Like Rex, he’s got the biker leathers and jeans. The comb-forward is back, along with the 3-day beard. After Jordis tanked with this one on RockStar, she said it was a deceptively hard song to sing. Josh doesn’t do anything to disabuse us of that notion. Aside from a few unfortunate Josh-y type wails, he sings it more or less straight up. But he’s so preoccupied with playing with the band that he seems to let his attention wander and it’s just not quite there. Not so horribly off the mark as Rex’s shitefest, but there’s enough clunkers in there to derail the thing. Also, if you are not a fan of his rocker tone as opposed to his crooner, this would not be the song to make you a fan. At the end, Josh stands behind the guitarist and plays the signature outtro riff. Badly. You’d think that if he were going to orchestrate a stunt like that, that he’d take care to make sure his 5 second bit was smokin’.
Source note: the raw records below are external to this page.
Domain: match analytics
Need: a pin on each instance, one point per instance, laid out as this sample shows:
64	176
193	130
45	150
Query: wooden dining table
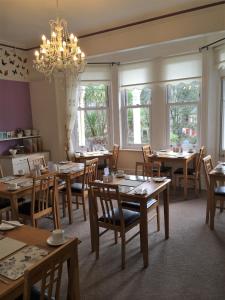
24	191
183	159
153	189
10	289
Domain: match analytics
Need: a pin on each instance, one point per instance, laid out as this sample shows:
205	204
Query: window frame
124	109
106	108
197	103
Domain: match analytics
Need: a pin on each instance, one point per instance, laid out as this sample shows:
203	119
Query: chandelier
60	52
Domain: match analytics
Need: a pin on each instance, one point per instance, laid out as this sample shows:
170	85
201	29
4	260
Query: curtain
72	85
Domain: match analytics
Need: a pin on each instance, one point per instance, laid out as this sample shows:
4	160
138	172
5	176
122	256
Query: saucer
120	175
51	243
158	179
13	189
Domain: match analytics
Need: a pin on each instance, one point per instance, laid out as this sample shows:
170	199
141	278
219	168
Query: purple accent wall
15	109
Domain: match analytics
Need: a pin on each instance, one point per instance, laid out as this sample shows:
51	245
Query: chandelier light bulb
60	52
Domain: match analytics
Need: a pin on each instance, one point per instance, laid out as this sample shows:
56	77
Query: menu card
14	266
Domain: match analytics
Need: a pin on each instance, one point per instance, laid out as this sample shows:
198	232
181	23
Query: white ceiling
23	21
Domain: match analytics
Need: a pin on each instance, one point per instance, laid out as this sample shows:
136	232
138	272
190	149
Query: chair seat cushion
4	203
129	217
34	295
220	191
136	205
25	208
180	171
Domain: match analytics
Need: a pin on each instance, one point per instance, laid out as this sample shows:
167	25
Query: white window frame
198	104
124	109
103	108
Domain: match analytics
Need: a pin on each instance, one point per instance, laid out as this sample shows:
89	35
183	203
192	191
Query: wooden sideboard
11	164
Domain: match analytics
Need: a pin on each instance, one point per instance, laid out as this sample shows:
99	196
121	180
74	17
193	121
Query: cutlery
4	281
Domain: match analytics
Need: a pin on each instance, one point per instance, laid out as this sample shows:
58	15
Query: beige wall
48	111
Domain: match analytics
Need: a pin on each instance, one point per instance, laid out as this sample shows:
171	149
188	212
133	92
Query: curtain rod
135	23
208	45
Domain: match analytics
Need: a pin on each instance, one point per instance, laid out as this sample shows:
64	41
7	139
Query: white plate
159	179
51	243
5	227
13	189
120	175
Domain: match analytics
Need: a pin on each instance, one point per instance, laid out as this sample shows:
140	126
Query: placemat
128	182
9	246
14	266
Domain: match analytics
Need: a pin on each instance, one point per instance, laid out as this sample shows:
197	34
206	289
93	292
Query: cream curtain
72	85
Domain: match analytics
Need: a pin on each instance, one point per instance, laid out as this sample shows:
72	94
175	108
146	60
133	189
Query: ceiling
23	22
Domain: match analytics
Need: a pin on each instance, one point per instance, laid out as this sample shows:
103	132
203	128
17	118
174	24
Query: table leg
14	207
185	179
144	231
166	210
211	203
92	225
69	198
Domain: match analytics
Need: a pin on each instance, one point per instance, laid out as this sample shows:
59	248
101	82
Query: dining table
183	159
128	188
31	237
66	170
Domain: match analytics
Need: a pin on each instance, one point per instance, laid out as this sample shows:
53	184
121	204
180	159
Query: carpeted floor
189	265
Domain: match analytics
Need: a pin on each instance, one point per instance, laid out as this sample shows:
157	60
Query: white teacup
21	172
120	172
57	236
219	169
12	186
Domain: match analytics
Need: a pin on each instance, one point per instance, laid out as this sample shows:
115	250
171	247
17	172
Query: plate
51	243
13	189
5	227
159	179
120	175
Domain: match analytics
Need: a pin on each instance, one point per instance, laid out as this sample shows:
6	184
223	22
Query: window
93	116
183	108
136	115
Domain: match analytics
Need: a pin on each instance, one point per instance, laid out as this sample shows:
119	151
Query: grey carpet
190	265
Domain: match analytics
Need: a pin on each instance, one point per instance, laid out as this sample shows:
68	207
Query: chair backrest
208	167
146	169
36	160
106	198
41	201
146	151
90	172
49	271
199	161
115	156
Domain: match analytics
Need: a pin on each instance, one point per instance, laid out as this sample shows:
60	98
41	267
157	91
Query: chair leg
116	236
123	245
97	243
158	218
84	208
221	205
77	202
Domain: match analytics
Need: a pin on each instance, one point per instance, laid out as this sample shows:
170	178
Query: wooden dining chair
194	174
36	160
164	170
152	204
79	190
114	158
107	213
43	202
219	191
48	274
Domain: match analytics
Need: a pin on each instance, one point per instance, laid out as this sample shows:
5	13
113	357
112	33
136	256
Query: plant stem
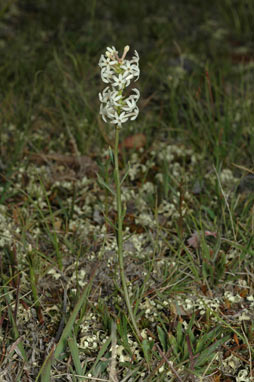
120	233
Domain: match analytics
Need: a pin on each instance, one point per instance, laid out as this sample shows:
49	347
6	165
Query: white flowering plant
117	108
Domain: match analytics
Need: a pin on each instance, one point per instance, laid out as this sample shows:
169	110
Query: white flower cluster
118	72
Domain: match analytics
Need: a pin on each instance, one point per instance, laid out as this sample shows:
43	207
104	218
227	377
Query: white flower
118	119
118	73
120	81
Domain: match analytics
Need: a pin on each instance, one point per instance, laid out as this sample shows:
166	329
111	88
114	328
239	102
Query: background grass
189	196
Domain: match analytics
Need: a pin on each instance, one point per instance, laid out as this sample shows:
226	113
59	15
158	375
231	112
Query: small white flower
120	81
118	119
118	73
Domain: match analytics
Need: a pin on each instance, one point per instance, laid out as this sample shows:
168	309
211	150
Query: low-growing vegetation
188	196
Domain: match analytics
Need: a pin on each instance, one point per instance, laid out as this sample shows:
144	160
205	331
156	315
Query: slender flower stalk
117	109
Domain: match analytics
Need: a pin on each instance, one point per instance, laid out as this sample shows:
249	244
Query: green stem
120	233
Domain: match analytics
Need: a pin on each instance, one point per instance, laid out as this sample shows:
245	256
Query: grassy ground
189	195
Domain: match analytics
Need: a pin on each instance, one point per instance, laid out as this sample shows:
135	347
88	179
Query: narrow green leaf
104	184
125	175
75	356
162	337
206	355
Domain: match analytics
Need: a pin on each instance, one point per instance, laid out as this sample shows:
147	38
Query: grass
188	229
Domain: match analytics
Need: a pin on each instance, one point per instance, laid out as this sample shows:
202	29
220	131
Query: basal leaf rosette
116	108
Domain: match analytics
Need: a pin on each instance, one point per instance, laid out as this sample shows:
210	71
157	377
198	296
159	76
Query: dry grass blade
112	372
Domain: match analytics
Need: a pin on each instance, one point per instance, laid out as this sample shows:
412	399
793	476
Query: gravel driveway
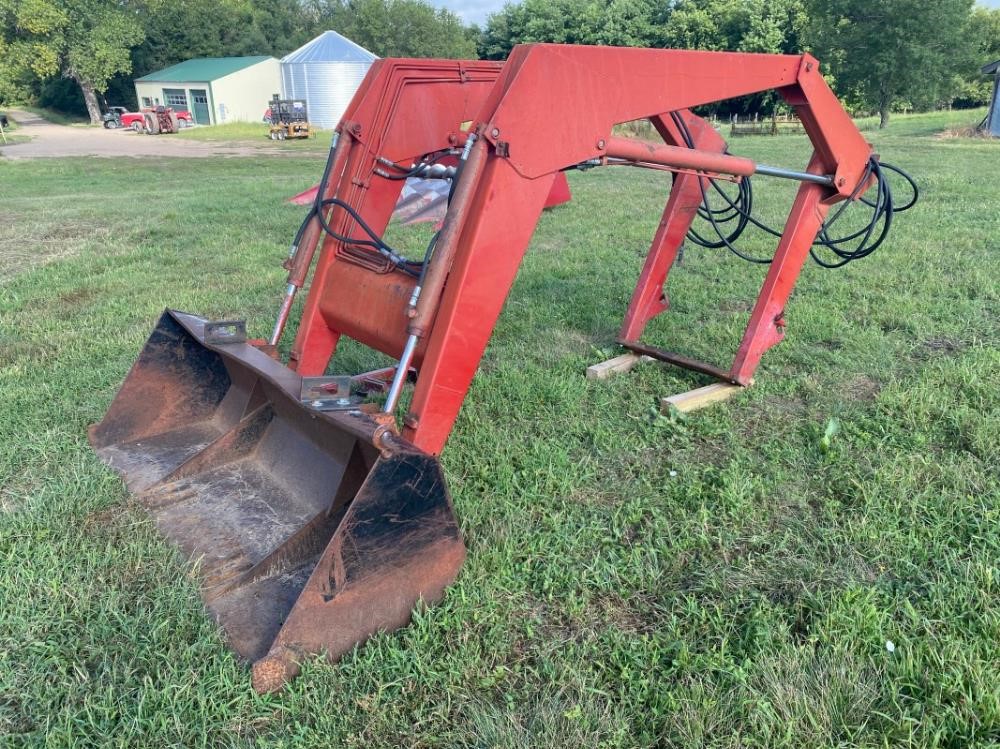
50	140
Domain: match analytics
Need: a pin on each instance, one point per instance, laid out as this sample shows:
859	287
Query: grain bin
325	72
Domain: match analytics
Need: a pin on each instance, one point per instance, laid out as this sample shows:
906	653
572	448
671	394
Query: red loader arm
549	108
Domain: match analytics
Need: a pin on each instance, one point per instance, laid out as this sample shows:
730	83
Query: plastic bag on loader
311	530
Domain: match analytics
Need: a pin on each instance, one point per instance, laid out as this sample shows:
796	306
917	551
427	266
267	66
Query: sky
476	11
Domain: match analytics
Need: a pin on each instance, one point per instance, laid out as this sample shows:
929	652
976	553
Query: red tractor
140	121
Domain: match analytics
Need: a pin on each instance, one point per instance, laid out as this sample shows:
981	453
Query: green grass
59	118
256	133
633	579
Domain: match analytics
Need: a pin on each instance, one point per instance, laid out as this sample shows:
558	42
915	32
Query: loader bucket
310	530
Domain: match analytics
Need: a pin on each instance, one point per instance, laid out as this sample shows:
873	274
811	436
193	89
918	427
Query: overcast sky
475	11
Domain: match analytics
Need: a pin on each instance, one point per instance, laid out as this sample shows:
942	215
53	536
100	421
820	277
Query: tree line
879	55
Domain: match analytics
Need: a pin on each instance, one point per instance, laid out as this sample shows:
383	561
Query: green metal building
214	89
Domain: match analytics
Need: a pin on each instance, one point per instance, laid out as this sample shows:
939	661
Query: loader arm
550	108
315	520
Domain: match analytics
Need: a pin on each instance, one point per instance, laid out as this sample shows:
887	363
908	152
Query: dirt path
51	140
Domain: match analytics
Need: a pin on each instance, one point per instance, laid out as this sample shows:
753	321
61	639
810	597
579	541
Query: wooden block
700	397
619	364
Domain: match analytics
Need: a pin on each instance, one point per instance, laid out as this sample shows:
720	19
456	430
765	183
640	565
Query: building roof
329	47
204	69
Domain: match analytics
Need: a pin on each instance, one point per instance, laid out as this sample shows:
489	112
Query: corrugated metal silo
325	72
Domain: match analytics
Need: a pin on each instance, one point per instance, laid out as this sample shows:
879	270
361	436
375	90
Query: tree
982	47
890	52
87	41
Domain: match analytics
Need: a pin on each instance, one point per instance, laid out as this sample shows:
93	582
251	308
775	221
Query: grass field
633	579
256	133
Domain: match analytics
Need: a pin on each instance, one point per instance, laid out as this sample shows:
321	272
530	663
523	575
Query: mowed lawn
633	579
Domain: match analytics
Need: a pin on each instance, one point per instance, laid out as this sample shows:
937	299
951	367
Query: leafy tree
892	51
87	41
982	47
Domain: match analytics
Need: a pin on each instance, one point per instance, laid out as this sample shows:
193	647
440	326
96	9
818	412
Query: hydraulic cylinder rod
688	158
301	254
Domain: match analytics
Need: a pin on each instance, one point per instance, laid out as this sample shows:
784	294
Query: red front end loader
316	513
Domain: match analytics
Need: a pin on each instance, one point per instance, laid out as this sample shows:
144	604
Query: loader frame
314	519
548	108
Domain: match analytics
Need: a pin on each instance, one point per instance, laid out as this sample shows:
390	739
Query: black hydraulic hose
883	209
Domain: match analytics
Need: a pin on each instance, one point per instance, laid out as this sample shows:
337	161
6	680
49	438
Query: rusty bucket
310	529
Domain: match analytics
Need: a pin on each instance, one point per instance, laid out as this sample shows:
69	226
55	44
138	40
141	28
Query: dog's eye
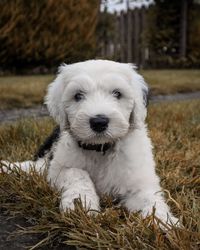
116	93
78	96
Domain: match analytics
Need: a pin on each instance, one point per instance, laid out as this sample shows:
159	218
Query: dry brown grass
172	81
175	130
22	91
28	91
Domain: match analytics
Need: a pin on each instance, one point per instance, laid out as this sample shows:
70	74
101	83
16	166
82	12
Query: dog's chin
100	138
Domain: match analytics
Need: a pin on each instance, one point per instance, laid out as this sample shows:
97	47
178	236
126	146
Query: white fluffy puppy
102	146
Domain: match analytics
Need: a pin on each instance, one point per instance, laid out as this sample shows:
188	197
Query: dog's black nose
99	123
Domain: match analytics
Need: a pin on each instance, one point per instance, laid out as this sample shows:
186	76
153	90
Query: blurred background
161	37
36	36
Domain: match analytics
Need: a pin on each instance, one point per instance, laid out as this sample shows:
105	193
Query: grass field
28	91
175	131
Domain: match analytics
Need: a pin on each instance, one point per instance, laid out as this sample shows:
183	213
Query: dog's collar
97	147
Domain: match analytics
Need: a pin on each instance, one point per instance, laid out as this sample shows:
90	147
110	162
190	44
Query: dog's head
99	101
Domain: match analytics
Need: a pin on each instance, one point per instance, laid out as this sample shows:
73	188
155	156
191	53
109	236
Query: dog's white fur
128	169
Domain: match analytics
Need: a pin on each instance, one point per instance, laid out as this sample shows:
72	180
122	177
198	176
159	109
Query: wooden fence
127	43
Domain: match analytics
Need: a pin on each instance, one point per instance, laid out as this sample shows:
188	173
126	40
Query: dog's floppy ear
141	92
53	99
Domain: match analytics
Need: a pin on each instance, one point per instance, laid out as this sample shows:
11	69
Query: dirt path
40	111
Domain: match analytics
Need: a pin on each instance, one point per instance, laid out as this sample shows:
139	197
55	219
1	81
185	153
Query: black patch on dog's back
47	145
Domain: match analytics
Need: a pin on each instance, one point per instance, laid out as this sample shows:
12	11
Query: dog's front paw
89	203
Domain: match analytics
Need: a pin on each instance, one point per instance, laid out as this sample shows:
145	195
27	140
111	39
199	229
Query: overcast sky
119	5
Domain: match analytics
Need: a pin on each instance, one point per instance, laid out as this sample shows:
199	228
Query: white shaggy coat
127	169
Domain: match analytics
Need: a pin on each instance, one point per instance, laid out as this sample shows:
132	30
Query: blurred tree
172	34
46	32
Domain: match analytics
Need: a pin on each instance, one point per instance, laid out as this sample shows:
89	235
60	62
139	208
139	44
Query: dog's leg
145	201
75	183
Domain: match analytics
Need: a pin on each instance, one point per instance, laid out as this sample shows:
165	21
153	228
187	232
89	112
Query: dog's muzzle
99	123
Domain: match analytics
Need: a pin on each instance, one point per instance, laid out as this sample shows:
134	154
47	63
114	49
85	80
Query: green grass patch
175	131
28	91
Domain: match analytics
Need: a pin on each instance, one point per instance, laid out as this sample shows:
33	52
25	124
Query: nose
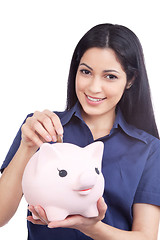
87	180
95	85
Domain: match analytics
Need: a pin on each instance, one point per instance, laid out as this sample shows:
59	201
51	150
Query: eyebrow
105	71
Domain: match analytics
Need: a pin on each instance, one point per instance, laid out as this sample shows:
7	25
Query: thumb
102	208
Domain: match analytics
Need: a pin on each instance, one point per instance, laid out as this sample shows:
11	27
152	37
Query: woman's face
100	82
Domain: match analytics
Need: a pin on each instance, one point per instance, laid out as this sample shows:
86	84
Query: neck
100	125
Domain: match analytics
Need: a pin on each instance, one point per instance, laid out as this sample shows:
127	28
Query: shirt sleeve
148	190
14	147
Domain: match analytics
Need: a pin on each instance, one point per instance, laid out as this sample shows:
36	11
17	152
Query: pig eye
97	171
62	173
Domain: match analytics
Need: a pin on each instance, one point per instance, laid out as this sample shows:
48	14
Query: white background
37	39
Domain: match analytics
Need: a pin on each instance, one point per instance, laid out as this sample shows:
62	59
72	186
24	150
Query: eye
97	171
85	71
62	173
111	77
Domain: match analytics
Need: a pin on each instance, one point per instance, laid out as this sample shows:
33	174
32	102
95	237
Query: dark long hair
135	103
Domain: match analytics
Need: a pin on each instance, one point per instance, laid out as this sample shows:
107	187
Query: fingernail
37	210
60	131
54	138
48	138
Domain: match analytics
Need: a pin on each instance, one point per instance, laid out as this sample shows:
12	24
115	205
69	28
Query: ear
130	83
96	150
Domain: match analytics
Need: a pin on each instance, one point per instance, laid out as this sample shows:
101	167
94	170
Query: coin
59	138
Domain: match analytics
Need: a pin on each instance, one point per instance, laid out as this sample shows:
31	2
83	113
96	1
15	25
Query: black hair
135	104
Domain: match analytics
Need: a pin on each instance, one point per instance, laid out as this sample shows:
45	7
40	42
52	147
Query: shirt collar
119	122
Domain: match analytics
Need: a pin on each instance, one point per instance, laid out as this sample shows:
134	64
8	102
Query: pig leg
92	211
55	213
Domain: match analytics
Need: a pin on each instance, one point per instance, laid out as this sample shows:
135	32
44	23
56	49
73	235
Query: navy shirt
131	168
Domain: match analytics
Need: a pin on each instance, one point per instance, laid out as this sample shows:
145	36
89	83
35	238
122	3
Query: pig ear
96	150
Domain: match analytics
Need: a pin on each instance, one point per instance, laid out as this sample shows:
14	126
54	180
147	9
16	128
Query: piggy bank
65	179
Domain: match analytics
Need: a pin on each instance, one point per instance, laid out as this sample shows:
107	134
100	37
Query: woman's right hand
41	127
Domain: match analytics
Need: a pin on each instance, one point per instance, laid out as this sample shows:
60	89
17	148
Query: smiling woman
100	84
108	100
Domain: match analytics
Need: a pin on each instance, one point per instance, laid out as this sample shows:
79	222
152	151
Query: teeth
95	99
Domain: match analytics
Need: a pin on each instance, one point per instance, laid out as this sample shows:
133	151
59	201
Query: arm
41	127
145	223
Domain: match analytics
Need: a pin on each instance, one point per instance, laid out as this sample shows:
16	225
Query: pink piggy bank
65	179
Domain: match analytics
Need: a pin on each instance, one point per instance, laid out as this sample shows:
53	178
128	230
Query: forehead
104	58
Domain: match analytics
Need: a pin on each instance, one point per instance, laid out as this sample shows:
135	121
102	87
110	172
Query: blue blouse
131	168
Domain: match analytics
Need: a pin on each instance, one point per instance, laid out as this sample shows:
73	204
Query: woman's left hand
78	222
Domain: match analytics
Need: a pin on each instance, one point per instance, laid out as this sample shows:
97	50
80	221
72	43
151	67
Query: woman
108	100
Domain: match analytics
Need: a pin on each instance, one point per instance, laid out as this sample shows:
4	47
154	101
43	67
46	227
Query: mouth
94	99
84	191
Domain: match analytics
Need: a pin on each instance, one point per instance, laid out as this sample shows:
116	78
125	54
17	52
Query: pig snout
85	182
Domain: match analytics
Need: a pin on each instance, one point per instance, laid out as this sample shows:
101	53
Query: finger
42	214
55	121
32	220
29	135
48	132
102	208
69	222
39	213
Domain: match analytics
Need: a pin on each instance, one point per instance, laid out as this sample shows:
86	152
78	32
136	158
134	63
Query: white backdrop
37	39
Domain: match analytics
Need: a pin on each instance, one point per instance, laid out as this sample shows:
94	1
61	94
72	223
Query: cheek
114	91
79	85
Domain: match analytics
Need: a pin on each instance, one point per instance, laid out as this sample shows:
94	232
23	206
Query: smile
95	99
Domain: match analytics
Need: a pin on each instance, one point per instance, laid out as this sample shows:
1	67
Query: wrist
95	230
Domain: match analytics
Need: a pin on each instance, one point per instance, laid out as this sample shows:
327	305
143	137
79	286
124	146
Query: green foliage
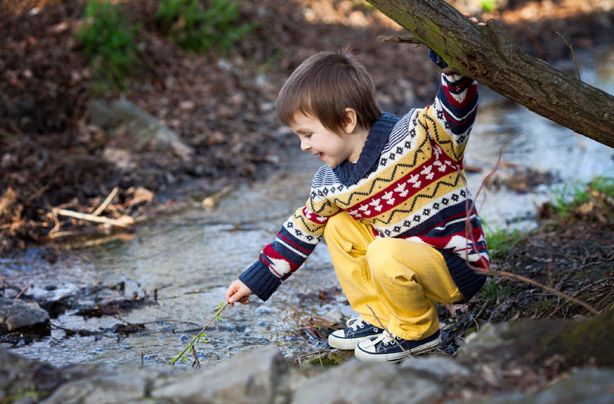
107	39
570	196
500	241
489	5
197	29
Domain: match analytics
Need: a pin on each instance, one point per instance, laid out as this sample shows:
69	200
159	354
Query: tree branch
485	54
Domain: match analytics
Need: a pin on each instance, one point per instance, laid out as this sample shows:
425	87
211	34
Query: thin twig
106	202
124	221
494	272
196	362
200	334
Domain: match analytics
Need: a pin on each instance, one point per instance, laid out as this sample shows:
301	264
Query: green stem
215	316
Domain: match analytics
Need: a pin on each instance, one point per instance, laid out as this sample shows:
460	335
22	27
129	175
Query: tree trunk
485	54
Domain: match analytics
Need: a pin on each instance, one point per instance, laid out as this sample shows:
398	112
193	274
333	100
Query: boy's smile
331	147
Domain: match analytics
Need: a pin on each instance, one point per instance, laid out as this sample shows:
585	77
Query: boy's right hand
238	292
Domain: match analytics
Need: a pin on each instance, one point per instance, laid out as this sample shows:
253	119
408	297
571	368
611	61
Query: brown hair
323	86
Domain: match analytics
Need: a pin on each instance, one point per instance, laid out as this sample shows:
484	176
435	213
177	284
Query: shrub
197	29
107	39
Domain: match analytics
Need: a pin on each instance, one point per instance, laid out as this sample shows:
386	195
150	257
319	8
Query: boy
391	203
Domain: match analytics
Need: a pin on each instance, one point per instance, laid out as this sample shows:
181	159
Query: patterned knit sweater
408	183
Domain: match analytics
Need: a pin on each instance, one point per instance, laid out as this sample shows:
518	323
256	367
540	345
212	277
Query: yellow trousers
399	279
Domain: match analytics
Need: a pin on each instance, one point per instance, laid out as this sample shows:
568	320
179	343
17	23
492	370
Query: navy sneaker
356	330
389	348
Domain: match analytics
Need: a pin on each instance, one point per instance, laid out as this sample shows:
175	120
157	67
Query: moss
330	359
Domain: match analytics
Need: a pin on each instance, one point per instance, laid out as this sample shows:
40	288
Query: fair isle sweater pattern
409	183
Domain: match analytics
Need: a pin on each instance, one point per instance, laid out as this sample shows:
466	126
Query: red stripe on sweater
409	187
293	244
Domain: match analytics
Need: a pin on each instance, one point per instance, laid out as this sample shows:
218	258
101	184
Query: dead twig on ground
213	200
124	221
106	202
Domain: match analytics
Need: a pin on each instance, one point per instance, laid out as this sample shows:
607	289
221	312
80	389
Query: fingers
237	292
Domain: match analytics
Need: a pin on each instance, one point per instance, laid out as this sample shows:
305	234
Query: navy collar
350	173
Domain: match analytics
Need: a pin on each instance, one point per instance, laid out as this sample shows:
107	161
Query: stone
359	382
256	376
438	366
17	314
22	377
122	118
104	385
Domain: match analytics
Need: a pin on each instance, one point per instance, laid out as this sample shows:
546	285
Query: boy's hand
237	292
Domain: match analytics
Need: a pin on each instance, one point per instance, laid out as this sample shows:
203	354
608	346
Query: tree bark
485	54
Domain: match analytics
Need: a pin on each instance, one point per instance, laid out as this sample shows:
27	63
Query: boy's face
331	147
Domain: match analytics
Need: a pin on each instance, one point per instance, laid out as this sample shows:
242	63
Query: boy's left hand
238	292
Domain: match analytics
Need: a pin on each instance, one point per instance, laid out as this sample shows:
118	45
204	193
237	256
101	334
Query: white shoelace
386	338
355	323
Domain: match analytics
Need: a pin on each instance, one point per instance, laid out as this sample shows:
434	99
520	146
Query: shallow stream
188	259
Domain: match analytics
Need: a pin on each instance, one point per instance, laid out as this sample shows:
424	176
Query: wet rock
257	376
22	378
357	382
595	386
439	367
97	384
17	314
121	117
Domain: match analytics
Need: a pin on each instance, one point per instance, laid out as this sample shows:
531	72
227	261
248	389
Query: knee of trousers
380	256
335	225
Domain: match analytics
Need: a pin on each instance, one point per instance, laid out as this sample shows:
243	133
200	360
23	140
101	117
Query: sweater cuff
260	280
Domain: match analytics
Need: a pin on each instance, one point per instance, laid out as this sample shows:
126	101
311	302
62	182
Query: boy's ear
351	120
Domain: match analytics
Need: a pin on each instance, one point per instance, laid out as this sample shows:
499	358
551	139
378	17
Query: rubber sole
394	357
347	344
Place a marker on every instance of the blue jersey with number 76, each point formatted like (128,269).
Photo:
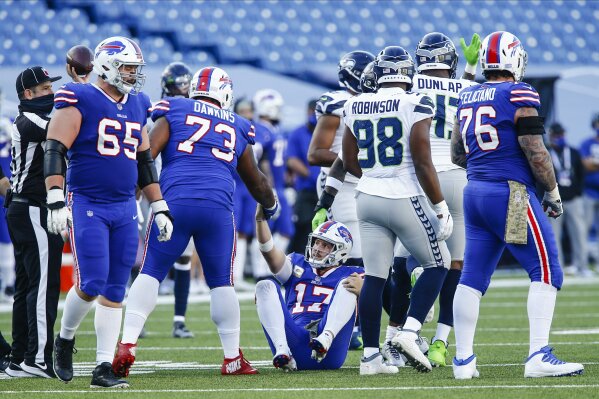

The judges are not amused. Josh is too busy hugging the band and congratulating himself on all the rocking-ness to listen to their comments, which pisses them off. Farley says he fulfilled his destiny as a rock and roll guy. Sass says he ran out of steam halfway through but praised the “dramatic ending”. Zack labels playing the guitar as cheating but says that he rocked the house. Jake says it’s a hard song to sing because there’s not a lot of melody and Josh agrees. At this point Josh has interrupted and chatted so much that he’s really pissed Zack off. We felt the same way and I think the sentiment was pretty much Canada wide. Shut up, Josh. It was at that point that Mrs. Dwarf turned to me and said, “he’s a goner, isn’t he?” Ayup.